26 avril 2006

La longue marche

Ce mercredi, à ma permanence, j’anime le débat hebdomadaire. Le sujet du jour est un peu austère : il s’agit de l’histoire du PS à Nice depuis le Congrès d’Epinay. Une section du PS, qu’elle s’appelle Nice Centre ou Nice Michèle Mangion, se doit d’être un intellectuel collectif. Réfléchir sur le passé – notre passé – ne consiste donc pas à brancher Radio Nostalgie mais plutôt à utiliser une méthode efficace pour comprendre le présent et préparer l’avenir.

Le renouveau d’Epinay ne touchera le PS local qu’en 1973, soit deux ans après le Parti national. Le basculement s’opèrera au cours d’un Congrès, devenu légendaire, à Menton. Un Congrès qui provoquera une rupture définitive entre les tenants de l’Union de la Gauche et les socialo-médecinistes.

Depuis Menton, le PS 06 a connu, grosso modo, trois grandes périodes.
- De 1973 à 1981, le PS s’installe dans le paysage politique local en offrant une troisième voie entre les deux partis niçois : celui des médecinistes et celui des communistes. En 1981, les victoires de Max Gallo et de Jean-Hugues Colonna acteront la percée de cette force nouvelle ancrée à gauche et soutenue par les classes moyennes.
- De 1981 à 1998, le jeune PS 06 va connaître une longue, une très longue traversée du désert. La droite locale, souvent minoritaire au plan national durant cette période, entre en résistance et utilise toutes les ressources d’une décentralisation pourtant votée par la gauche. De fait, elle se constitue un véritable petit fief à la marge de l’Etat de droit. Parallèlement, le FN devient la deuxième force locale et exclut systématiquement le PS des deuxièmes tours. C’est l’époque du syndrome du lundi matin (le lendemain du premier tour d’une élection, il faut régulièrement choisir entre un appel à voter à droite ou une abstention peste/choléra). Il n’était pas rare de vivre plusieurs 21 avril… par an ! La chute de Jacques Médecin, obtenue grâce au travail obstiné de quelques responsables de gauche, n’aura pas, faute d’une réflexion politique adéquate, une traduction électorale. Pire, elle va même préparer l’ascension d’un certain Jacques Peyrat.
- De 1998 à nos jours, le PS redevient la deuxième force politique de la ville, peut-être même la première. A force de progrès, il représente l’alternance, voir une véritable alternative.

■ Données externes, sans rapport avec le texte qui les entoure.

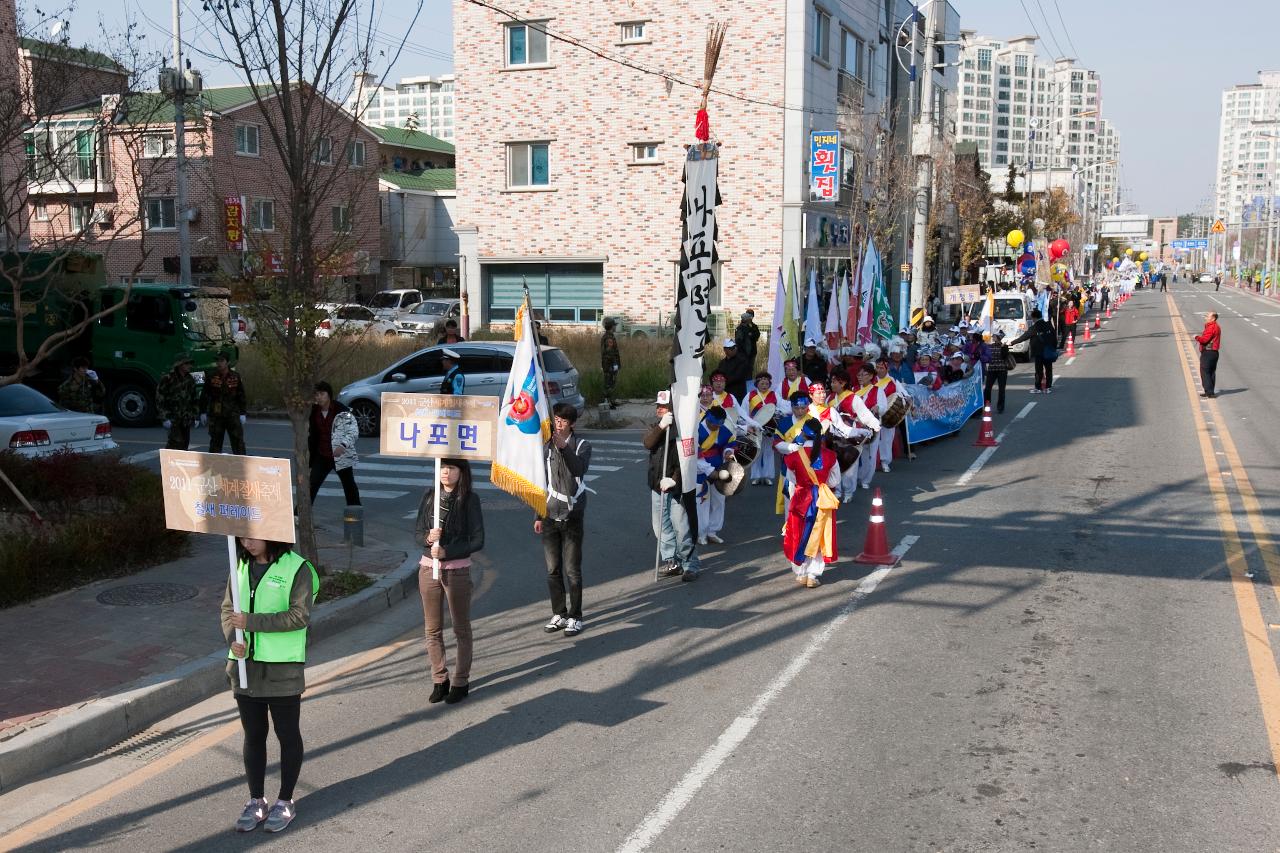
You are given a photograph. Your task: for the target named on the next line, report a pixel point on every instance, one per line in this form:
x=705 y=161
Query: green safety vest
x=273 y=597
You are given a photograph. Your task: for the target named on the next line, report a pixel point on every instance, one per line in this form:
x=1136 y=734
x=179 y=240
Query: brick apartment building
x=570 y=165
x=103 y=173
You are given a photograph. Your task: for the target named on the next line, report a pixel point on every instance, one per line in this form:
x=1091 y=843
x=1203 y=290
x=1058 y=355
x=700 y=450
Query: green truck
x=129 y=349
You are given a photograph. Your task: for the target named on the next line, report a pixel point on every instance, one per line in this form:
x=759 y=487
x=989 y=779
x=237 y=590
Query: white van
x=1013 y=318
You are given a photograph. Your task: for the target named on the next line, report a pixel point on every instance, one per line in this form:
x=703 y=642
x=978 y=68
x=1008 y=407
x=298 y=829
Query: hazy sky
x=1164 y=65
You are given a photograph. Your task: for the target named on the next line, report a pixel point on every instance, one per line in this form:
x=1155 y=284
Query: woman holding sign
x=444 y=573
x=275 y=589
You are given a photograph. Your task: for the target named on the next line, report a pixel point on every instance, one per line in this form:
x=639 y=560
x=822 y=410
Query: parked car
x=243 y=328
x=352 y=320
x=428 y=318
x=484 y=364
x=391 y=305
x=31 y=424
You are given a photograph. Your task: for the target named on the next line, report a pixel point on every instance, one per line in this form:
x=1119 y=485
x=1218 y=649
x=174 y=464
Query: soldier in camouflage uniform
x=223 y=405
x=82 y=391
x=178 y=402
x=611 y=361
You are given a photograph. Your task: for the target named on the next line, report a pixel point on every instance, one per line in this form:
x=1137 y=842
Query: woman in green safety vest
x=277 y=588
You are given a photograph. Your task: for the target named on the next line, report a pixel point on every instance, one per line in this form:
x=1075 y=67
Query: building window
x=161 y=214
x=528 y=164
x=634 y=31
x=246 y=140
x=82 y=214
x=158 y=145
x=526 y=45
x=261 y=214
x=644 y=153
x=341 y=219
x=821 y=33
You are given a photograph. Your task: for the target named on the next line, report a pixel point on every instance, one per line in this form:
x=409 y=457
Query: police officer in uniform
x=223 y=405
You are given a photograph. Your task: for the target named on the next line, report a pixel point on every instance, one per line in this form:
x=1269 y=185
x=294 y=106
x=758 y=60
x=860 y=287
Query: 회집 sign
x=824 y=165
x=234 y=496
x=438 y=425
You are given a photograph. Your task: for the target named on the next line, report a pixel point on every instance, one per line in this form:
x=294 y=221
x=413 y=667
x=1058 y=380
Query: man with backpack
x=567 y=459
x=1042 y=342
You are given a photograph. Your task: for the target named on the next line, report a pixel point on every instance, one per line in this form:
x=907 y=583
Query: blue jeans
x=671 y=527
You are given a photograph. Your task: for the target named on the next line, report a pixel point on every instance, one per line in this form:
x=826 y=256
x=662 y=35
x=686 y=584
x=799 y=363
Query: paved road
x=1070 y=656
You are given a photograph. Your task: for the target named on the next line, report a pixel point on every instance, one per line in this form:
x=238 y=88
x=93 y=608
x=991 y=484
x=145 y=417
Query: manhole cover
x=140 y=594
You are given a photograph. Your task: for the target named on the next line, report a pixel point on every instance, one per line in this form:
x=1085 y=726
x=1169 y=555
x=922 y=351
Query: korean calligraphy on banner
x=233 y=219
x=438 y=425
x=234 y=496
x=824 y=165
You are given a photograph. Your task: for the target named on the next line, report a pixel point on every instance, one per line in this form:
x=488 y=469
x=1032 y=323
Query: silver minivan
x=485 y=364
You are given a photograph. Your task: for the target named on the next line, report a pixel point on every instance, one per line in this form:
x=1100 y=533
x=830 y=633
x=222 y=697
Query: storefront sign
x=435 y=425
x=824 y=165
x=234 y=496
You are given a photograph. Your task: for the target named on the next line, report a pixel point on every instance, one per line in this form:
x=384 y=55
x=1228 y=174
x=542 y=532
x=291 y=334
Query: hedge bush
x=103 y=518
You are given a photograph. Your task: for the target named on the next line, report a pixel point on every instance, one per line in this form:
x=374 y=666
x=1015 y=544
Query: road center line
x=662 y=816
x=1257 y=643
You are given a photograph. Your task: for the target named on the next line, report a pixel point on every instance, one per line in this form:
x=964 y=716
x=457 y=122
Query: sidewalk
x=152 y=637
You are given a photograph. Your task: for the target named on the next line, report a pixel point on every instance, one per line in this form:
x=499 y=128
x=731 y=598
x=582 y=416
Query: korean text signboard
x=824 y=165
x=234 y=496
x=438 y=425
x=233 y=219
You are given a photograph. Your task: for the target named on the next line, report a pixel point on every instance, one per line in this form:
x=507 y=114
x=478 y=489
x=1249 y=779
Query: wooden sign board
x=438 y=425
x=234 y=496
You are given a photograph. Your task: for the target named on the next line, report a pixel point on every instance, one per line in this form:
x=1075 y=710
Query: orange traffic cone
x=987 y=436
x=876 y=546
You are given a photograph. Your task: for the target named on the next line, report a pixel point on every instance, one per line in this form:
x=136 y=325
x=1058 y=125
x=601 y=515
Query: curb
x=106 y=721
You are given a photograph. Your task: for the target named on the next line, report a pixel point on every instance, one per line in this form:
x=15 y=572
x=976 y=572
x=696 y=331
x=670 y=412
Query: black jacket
x=464 y=530
x=653 y=442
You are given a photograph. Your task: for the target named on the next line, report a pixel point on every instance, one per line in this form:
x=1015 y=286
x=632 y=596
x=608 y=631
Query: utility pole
x=179 y=151
x=922 y=149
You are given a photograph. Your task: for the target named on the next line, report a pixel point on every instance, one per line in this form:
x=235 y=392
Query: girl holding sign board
x=275 y=588
x=449 y=537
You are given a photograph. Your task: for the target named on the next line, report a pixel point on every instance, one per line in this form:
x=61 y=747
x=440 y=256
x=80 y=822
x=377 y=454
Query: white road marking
x=987 y=454
x=679 y=797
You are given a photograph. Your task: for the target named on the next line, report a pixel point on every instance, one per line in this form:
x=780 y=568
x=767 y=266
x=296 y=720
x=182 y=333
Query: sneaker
x=254 y=813
x=282 y=815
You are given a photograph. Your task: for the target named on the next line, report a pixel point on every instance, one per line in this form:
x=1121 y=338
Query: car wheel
x=131 y=405
x=368 y=416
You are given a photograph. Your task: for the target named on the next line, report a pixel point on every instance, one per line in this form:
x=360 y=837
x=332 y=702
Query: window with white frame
x=644 y=153
x=528 y=164
x=82 y=213
x=247 y=140
x=261 y=214
x=822 y=33
x=341 y=219
x=526 y=44
x=158 y=145
x=160 y=214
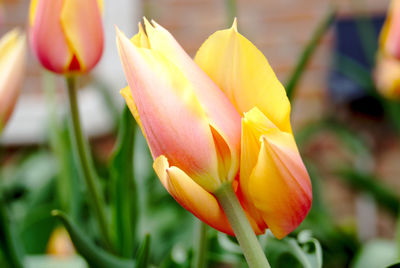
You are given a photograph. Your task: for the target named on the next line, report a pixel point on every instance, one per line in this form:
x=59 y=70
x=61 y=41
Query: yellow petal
x=12 y=68
x=273 y=179
x=191 y=196
x=173 y=120
x=141 y=39
x=245 y=75
x=32 y=11
x=389 y=39
x=387 y=76
x=215 y=104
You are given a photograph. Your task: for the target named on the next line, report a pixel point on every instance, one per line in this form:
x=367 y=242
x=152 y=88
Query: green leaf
x=48 y=261
x=308 y=51
x=125 y=196
x=384 y=195
x=94 y=255
x=142 y=259
x=9 y=242
x=376 y=254
x=303 y=252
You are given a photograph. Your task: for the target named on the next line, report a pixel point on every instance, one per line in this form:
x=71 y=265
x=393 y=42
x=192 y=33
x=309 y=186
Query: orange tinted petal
x=191 y=196
x=279 y=186
x=47 y=36
x=221 y=113
x=173 y=121
x=12 y=67
x=83 y=28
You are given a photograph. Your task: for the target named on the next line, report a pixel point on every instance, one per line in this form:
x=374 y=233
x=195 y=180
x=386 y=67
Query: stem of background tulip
x=85 y=161
x=245 y=235
x=200 y=248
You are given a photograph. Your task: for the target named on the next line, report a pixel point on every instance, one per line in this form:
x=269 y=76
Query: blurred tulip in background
x=66 y=35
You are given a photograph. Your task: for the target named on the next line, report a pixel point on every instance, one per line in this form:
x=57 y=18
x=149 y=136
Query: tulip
x=12 y=67
x=60 y=244
x=66 y=35
x=387 y=76
x=389 y=40
x=222 y=119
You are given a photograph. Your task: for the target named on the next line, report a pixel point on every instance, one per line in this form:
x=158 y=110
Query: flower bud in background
x=387 y=68
x=389 y=40
x=60 y=244
x=204 y=119
x=12 y=68
x=66 y=35
x=387 y=77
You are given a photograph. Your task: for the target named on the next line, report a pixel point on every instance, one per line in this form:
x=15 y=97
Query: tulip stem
x=200 y=258
x=86 y=163
x=245 y=235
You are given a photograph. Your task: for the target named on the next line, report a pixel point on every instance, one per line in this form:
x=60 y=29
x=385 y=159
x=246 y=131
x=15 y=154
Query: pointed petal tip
x=234 y=24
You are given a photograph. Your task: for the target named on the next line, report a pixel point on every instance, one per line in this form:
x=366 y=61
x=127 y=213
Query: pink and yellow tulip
x=222 y=118
x=387 y=69
x=387 y=77
x=60 y=244
x=12 y=67
x=66 y=35
x=389 y=40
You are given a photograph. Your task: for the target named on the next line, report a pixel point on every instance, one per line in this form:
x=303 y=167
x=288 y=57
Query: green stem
x=200 y=259
x=85 y=160
x=245 y=235
x=9 y=242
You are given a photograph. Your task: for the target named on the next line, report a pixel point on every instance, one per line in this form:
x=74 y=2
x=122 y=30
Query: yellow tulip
x=222 y=118
x=66 y=35
x=12 y=67
x=387 y=76
x=389 y=40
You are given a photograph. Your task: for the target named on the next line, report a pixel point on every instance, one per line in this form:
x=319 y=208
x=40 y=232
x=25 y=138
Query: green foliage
x=94 y=255
x=125 y=196
x=376 y=254
x=303 y=252
x=142 y=258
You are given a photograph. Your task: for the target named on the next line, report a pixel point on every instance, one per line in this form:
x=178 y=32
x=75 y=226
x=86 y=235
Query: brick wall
x=279 y=29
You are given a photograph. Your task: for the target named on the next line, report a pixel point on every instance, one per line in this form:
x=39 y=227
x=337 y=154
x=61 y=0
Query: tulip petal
x=47 y=36
x=244 y=74
x=82 y=24
x=126 y=93
x=141 y=39
x=191 y=196
x=278 y=186
x=390 y=35
x=215 y=104
x=173 y=120
x=387 y=76
x=12 y=67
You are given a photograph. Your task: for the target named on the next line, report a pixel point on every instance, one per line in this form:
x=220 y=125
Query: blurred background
x=347 y=134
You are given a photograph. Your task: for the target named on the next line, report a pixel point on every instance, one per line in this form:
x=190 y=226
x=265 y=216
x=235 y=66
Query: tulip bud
x=183 y=114
x=60 y=243
x=66 y=35
x=190 y=113
x=387 y=76
x=12 y=67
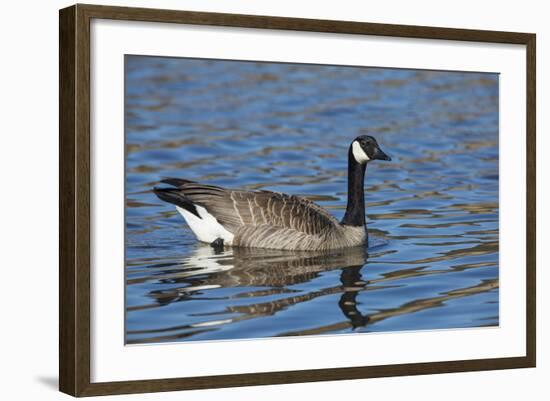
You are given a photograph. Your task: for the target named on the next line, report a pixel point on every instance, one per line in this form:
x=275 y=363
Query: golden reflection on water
x=432 y=212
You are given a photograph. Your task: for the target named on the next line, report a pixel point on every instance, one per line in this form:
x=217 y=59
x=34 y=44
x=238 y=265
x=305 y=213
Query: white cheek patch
x=359 y=154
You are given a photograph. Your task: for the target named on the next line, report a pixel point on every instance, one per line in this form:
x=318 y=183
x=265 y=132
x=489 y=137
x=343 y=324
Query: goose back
x=268 y=219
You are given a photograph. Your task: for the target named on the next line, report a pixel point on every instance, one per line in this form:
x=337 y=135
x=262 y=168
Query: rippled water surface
x=432 y=212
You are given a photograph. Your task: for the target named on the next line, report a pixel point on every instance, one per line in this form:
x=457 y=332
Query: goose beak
x=380 y=155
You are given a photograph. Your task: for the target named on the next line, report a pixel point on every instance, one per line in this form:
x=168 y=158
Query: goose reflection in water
x=243 y=268
x=279 y=275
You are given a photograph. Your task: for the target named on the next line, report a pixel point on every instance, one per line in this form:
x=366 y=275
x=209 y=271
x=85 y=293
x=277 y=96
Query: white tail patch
x=359 y=154
x=206 y=228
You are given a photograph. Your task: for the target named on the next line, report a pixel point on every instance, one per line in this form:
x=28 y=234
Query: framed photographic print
x=277 y=200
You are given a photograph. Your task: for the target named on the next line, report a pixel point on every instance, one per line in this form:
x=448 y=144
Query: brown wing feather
x=237 y=208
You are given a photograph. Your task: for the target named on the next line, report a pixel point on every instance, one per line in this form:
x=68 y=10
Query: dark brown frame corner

En 1998, même si la liste régionale est encore en troisième position après la droite et le FN, de beaux succès cantonaux provoquent une sorte de déclic. Ma victoire dans le 5e canton sur Geneviève Médecin, dans le fief de Jean et Jacques Médecin, marque même symboliquement la fin d’une époque.

En 2001, après un an de campagne où, quartier après quartier, nous avons labouré le terrain, la liste Nice Plurielle, que j’ai l’honneur et le bonheur de conduire, manque de peu la victoire aux Municipales de Nice (41% contre 43%). La responsabilité d’une deuxième liste de « gauche », déposée au dernier moment, et commanditée par on ne sait qui (au fait, par qui ?) est lourde. Mais tel quel, le résultat aura l’effet d’une onde de choc sur la ville et même, avec le temps, dans la France entière (un peu partout, je suis le type de gauche qui a failli gagner à Nice…). Pour se rafraîchir la mémoire, voir quelques-uns des extraits de courriers reçus après 2001 qui avaient été repris dans mon ancien site (rubrique "réactions 2001").

Depuis, Nice Plurielle est plus qu’une opposition. Le groupe est devenu un véritable contre-pouvoir et ses succès ne se comptent plus (bataille du Port, classement de la Gare du Sud, affaire Vialatte, affaire Thales…).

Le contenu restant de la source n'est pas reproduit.